Patent Office Steps into the Vacuum
Although the Federal Circuit failed to provide contours to the Court's subject-matter eligibility, the Patent Office has attempted to provide needed clarity. The Patent Office's 2019 Revised Patent Subject Matter Eligibility Guidance distinguishes between broad, general claims that recite nothing more than a judicial exception, and those that are narrow or specific. 84 Fed. Reg. 50 (Jan. 7, 2019). The Guidance articulates the need to evaluate whether a judicial exception is integrated into a practical application. Id. at 54. The Office sought to reframe the question of whether a claim is directed to a judicial exception, like a natural law, into two separate and distinct questions: Does the claim recite a judicial exception? And if it does, does the claim recite additional elements that integrate the judicial exception into a practical application? The goal of this approach is to understand whether a judicial exception is applied, relied on, or used in a manner that imposes a meaningful limitation on the judicial exception. This guidance is helpful for those traversing the Patent Office, but the Patent Office's framework should be viewed skeptically in view of the Federal Circuit's interpretation of Supreme Court precedent. And, for litigants, it should be kept in mind that courts do not typically give deference to PTO guidance documents like this.
The Supreme Court has signaled an unwillingness to revisit the patent eligibility of medical diagnostics and the Federal Circuit has not outlined the contours of diagnostic method patent eligibility. Diagnostic methods that merely recite the observation of a natural law lack patent eligibility in the U.S.

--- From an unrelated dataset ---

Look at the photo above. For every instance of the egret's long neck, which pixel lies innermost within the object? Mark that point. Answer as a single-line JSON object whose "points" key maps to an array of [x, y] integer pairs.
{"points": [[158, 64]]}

Those seeking to patent diagnostic methods should take care to describe unconventional or non-routine steps. At a minimum, statements in patent applications, during prosecution, or during litigation that may indicate a step is conventional or routine should be avoided as those statements will be used as an admission.
Diagnostic method claims should not be overly broad or at such a high level of generality to recite nothing more than the detection of a natural product. Moreover, independent arguments supporting the patent eligibility of broader, independent claims and narrower, dependent claims may also be presented. Some judges in the Federal Circuit have signaled that narrower, specific claims may be patent eligible. However, it remains to be seen whether such a line is drawn over time.
Patent protection of technology or systems related to a diagnostic method should also be considered. Even if a method of detecting a natural product succumbs to Mayo scrutiny, compositions, products, or devices tailored for detection of the natural product may withstand it.
Finally, consider patent protection outside of the U.S. Although diagnostic method patents may be difficult to obtain or enforce in the U.S., that is not true everywhere. There may be enough incentive to obtain patent coverage elsewhere even if similar coverage in the U.S. is unlikely.